In the previous post, we switched gears and started looking at the web server for the Netgear  R6200. That’s because the HTTP daemon’s code for upgrading the firmware is less broken and easier to analyze. We also analyzed a stock firmware image downloaded from Netgear to see how it is composed. Craig Heffner’s binwalk identified three parts, a TRX header at offset 58, followed by a compressed Linux kernel, followed by a squashfs filesystem. All of those parts are well understood, which only leaves the first 58 bytes to analyze.

With the goal of recreating the header using a stock TRX header, Linux kernel, and filesystem, I described how we can use Bowcaster to create fake header data to aid in debugging. When we left off, I had started discussing httpd’s abCheckBoardID() function at 0x0041C3D8, which partially parses the firmware header. We identified a magic signature that should be at the firmware image’s offset 0, as well as some sort of size field that should be at offset 4. We also discovered this header should be big endian encoded even though the target system is little endian.

In this part, we’ll clarify the purpose of the size field as well as identify a checksum field. Identification of the checksum algorithm is tricky if you don’t have an eye for that sort of thing (I do not). I’ll show how to deal with that. By the end of this part, we will have identified four fields, accounting for 30 bytes of the 58-byte firmware header.

Updated Exploit Code

I last updated the exploit code for part 5, which added several Python modules to aid in reverse engineering and reconstructing a firmware image. In this part I’ve added a module to regenerate checksums found in the header (see below). Additionally, the MysteryHeader class populates a couple of new fields that we will cover this post. If you’ve previously cloned the repository, now would be a good time to do a pull. You can clone the git repo from:

Header Size

We know the field at offset 4 is a size field of some sort because it’s used as the size for a memcpy() operation[1]. Let’s take a look at a stock firmware image to see what value is in that field. It might correlate to something obvious.
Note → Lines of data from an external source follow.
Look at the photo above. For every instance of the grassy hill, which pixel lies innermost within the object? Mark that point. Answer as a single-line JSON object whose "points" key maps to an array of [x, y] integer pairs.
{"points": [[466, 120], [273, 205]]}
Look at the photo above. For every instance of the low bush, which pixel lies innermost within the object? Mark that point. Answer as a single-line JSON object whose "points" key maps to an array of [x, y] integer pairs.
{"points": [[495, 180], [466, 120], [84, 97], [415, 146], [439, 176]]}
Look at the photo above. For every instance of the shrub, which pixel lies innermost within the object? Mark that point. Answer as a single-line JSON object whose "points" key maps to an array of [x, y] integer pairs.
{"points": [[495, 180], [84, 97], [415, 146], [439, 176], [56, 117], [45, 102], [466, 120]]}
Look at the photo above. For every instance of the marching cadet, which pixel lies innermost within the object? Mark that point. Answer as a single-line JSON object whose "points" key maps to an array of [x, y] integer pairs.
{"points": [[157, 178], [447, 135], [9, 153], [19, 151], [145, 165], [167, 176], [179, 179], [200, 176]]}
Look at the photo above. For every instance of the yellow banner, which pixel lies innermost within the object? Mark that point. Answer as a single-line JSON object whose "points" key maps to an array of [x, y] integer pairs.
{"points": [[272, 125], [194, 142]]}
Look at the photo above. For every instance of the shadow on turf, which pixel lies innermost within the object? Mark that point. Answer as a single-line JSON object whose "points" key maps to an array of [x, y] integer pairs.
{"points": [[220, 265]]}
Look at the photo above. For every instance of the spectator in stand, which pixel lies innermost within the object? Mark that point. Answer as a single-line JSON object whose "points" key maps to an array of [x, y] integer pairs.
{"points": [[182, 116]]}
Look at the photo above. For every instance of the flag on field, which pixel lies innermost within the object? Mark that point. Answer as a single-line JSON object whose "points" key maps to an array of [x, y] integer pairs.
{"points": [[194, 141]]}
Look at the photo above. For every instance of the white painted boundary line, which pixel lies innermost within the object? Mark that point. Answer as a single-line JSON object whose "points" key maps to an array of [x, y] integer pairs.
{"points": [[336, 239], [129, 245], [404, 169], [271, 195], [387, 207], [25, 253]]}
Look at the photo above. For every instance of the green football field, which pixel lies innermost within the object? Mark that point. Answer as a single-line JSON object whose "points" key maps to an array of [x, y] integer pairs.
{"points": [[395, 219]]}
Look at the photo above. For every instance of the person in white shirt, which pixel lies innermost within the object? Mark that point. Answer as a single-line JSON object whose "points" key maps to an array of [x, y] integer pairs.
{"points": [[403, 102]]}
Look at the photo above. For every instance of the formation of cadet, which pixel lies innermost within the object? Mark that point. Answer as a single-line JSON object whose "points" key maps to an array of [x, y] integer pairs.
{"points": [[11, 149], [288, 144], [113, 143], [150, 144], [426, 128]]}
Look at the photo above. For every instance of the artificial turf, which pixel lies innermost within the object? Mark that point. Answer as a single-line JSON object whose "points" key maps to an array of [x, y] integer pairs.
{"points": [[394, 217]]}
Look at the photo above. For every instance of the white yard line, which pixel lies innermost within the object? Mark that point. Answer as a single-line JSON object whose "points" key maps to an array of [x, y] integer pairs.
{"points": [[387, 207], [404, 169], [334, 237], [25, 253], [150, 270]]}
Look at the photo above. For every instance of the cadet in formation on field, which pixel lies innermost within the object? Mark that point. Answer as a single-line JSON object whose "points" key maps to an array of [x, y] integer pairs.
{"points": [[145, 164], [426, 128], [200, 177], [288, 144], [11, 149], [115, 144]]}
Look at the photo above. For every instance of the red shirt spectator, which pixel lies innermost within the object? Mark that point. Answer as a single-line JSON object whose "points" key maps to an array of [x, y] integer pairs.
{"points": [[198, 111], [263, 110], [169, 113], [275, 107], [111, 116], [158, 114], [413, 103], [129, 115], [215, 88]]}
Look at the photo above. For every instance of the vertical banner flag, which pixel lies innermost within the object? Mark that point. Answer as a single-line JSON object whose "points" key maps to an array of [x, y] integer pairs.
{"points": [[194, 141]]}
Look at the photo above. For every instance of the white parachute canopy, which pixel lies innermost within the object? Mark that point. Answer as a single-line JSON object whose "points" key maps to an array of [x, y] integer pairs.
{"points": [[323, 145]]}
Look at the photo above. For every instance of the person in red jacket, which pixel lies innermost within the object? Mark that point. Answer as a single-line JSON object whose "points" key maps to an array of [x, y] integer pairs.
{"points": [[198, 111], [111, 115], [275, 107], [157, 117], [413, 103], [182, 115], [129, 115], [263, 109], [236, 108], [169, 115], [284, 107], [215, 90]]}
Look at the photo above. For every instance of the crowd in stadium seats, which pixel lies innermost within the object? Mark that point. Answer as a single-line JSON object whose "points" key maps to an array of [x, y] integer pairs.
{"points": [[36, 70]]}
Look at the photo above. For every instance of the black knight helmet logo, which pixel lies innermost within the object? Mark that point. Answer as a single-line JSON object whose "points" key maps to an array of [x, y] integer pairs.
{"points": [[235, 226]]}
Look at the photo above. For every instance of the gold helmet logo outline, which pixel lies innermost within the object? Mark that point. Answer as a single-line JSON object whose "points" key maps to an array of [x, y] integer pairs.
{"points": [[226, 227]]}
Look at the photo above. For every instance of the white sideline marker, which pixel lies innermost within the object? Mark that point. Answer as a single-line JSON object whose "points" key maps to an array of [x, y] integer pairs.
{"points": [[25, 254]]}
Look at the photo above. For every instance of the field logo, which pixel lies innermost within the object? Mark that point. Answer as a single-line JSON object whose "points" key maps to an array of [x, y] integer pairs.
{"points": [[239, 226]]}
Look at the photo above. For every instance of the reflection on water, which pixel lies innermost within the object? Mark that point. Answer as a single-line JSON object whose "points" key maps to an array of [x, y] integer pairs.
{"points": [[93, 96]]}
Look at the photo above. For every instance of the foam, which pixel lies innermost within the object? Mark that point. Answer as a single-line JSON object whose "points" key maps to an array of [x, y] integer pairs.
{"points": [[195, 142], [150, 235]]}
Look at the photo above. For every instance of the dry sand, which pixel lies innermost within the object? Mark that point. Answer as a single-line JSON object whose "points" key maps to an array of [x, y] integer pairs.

Above, we see the stock value is 0x0000003A, or 58 in decimal. Since 58 is also the amount of unidentified data before the TRX header, it’s a safe bet this field is the overall size of this unidentified header. It’s also a safe bet that this header is variable in size. The TRX header, whose size is fixed, does not have a size field for the header alone, only for the header plus data.

Checksum Fun

From abCheckBoardID() there are several calls to the calculate_checksum() function. This is an imported symbol and is not in the httpd binary itself. Strings analysis of libraries on the R6200’s filesystem reveals that this function is in the shared library We can disassemble this binary and analyze the function.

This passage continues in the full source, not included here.